Complete genome and two plasmids sequences of Lactiplantibacillus plantarum L55 for probiotic potentials

Lactic acid bacteria (LAB) are known for their ability to convert carbohydrates to lactic acid, which helps to maintain the appropriate environment of the host gut and can have beneficial effects on the health of humans and animals. Lactiplantibacillus plantarum, formerly named Lactobacillus plantarum, can be found in various environments such as dairy products, fermented sausages, meat, fish, vegetables, and human feces. The L. plantarum strain is also present in the gut microbiota of healthy individuals and has been shown to have various health benefits for its host. Some of the benefits include improved digestion, enhanced immune system function, and reduced inflammation [1,2]. L. plantarum L55 is a probiotic strain of bacteria that has been isolated from kimchi and has been found to be highly resistant to acidic conditions and bile salts, making it a good candidate for use as a probiotic supplement and starter culture for yogurt.

The genome of L. plantarum is relatively large, ranging from 2.8 to 3.3 megabases, and exhibits high variability among different strains. The L. plantarum genome encodes for a diverse array of genes, which are involved in a range of biological processes, including carbohydrate metabolism, amino acid biosynthesis, and stress responses. This genetic diversity is thought to contribute to the adaptability of L. plantarum to different environments and its ability to compete with other bacteria.

Using de Man-Rogosa-Sharpe (MRS) medium (Becton, Dickinson, Rungis, France), L. plantarum L55 was grown for 24 h at 37°C. HiGene^TM Genomic DNA Prep kit (BIOFACT, Daejeon, Korea) was used to extract genomic DNA in accordance with the manufacturer’s instructions. We used an Illumina® DNA Prep kit to assemble our short-read sequencing library (Illumina, San Diego, CA, USA). Short-read sequencing (300 base pair [bp], paired-end) was carried out on the Illumina MiSeq platform with the Illumina MiSeq reagent kit V3 (Illumina). The Oxford Nanopore Ligation Sequencing kit was used for the library preparation of long-read sequencing (Oxford Nanopore, Oxford, UK). The MinION sequencing instrument (Oxford Nanopore) with a MinION flow cell (R9.4.1) was used for the long-read sequencing (Oxford Nanopore). 675,276 paired-end reads (165,535,022 bp) were obtained from Illumina short-read sequencing, while 251,401 reads averaging 1,342 bases in length were obtained from Oxford Nanopore long-read sequencing.

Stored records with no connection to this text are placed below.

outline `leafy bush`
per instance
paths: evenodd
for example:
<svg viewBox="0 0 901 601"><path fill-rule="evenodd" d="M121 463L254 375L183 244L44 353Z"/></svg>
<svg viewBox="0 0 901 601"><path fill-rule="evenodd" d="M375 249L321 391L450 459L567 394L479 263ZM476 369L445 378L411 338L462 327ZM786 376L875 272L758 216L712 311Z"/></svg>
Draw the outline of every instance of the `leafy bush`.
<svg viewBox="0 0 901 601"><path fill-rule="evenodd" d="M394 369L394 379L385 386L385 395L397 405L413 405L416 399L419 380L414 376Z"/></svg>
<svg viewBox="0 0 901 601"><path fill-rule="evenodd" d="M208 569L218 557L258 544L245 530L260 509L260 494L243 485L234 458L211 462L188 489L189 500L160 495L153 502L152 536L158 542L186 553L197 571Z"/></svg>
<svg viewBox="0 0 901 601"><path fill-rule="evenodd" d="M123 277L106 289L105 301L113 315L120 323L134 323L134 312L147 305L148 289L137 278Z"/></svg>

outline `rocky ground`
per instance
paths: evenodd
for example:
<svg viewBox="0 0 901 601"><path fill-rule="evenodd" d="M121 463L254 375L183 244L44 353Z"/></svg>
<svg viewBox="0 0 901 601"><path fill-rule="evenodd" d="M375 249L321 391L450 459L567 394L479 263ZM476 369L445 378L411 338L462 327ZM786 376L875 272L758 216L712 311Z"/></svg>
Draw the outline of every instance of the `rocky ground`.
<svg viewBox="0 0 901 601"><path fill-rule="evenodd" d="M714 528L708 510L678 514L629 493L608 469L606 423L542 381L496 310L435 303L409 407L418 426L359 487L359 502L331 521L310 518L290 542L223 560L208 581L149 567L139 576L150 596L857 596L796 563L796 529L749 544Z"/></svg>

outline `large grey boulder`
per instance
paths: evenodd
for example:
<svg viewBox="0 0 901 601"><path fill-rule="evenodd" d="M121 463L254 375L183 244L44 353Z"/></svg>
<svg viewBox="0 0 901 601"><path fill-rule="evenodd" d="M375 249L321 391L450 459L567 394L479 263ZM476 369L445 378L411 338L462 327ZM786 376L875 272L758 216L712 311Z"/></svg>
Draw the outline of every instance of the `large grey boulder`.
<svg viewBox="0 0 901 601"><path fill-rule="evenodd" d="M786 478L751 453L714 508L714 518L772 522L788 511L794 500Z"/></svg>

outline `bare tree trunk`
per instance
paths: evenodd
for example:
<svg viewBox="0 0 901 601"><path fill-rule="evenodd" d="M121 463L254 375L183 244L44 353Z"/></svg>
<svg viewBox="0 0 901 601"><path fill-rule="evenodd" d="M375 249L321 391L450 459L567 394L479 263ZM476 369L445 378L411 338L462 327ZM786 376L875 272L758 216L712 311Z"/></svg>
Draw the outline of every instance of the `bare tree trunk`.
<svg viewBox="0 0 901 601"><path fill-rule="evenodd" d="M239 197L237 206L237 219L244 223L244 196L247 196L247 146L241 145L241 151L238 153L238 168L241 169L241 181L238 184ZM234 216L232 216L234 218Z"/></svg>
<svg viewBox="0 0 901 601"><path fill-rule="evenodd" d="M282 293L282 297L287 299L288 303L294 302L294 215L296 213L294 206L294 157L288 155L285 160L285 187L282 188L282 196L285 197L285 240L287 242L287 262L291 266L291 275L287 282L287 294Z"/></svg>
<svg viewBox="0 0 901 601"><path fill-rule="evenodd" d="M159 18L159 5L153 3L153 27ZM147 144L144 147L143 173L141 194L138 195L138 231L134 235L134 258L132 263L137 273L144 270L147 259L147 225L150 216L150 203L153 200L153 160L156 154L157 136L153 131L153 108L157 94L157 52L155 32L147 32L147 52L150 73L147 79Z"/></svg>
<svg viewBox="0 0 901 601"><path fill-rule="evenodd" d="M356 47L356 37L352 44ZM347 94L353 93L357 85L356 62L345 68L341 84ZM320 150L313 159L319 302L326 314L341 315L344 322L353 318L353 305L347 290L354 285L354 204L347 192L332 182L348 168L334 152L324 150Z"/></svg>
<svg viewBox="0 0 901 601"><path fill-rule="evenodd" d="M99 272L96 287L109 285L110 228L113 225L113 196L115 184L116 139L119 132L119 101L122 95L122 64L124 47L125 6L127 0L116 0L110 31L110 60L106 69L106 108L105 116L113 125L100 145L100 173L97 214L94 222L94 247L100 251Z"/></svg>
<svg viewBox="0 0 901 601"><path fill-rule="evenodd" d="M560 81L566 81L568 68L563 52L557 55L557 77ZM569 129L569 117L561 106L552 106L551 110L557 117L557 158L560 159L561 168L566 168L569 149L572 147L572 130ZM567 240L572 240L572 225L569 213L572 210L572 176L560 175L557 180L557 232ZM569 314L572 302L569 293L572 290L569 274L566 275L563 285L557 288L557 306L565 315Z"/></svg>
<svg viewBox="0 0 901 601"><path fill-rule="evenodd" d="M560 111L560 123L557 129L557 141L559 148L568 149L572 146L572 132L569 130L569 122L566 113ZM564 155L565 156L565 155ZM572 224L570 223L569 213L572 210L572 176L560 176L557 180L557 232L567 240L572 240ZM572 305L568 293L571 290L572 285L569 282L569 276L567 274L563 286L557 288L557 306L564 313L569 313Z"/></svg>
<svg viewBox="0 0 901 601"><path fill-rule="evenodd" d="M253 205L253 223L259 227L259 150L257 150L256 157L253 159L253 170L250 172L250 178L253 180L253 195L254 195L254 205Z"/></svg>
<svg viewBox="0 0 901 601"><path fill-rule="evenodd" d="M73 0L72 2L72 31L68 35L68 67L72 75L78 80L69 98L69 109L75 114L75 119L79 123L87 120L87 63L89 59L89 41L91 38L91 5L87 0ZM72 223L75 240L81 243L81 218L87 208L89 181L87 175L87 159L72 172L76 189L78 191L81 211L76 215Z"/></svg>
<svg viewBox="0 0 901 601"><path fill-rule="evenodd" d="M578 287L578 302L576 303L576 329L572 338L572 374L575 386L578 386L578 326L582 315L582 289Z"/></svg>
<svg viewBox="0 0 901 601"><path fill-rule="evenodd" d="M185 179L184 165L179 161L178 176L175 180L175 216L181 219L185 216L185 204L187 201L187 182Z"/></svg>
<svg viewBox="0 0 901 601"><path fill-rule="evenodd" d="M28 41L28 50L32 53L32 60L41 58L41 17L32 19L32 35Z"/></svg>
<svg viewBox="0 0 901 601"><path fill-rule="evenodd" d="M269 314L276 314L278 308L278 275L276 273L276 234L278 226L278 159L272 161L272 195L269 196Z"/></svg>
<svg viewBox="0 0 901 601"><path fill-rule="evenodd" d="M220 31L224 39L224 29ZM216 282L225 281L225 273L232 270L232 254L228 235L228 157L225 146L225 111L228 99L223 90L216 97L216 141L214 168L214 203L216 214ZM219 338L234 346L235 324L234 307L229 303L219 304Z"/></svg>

The de novo genome sequence was assembled using a Flye assembler (v. 2.9) [3] with default options. Adapter sequence removal and quality control of short-reads were performed using TrimGalore (v. 0.6.7) [4] with the “paired” parameter. The quality of the draft genome assembly was improved by correcting errors with Pilon (v. 1.24) [5] with default parameters. Gene predictions for the chromosome and plasmid sequences were performed with Prokka (v. 1.14.5) [6]. An assessment for genome assembly completeness was conducted by BUSCO (v. 5.2.2) [7] using the OrthoDB v10 bacterial (bacteria_odb10) lineage dataset.

The complete genome sequence of L. plantarum L55 consisted of one circular chromosome (3,301,852 bp) with an overall GC content of 44.5% and two circular plasmid sequences of 54,267 bp and 19,592 bp, respectively (Table 1).

The sequences of the genome and the plasmids predicted a total of 3,231 genes, including 3,149 genes that code for proteins, 16 genes for ribosomal RNA, and 66 genes for transfer RNA (Fig. 1).

Fig. 1. Circular chromosome and plasmid maps of Lactiplantibacillus plantarum L55. From the periphery to the center, marked features are as follows: protein-coding sequences on the forward strand, protein-coding sequences on the reverse strand, tRNA, rRNA, GC ratio, and GC skew. (A) Chromosome, (B) plasmid1, (C) plasmid2. bp, base pair; G, guanine; C, cytosine; tRNA, transfer RNA; rRNA, ribosomal RNA.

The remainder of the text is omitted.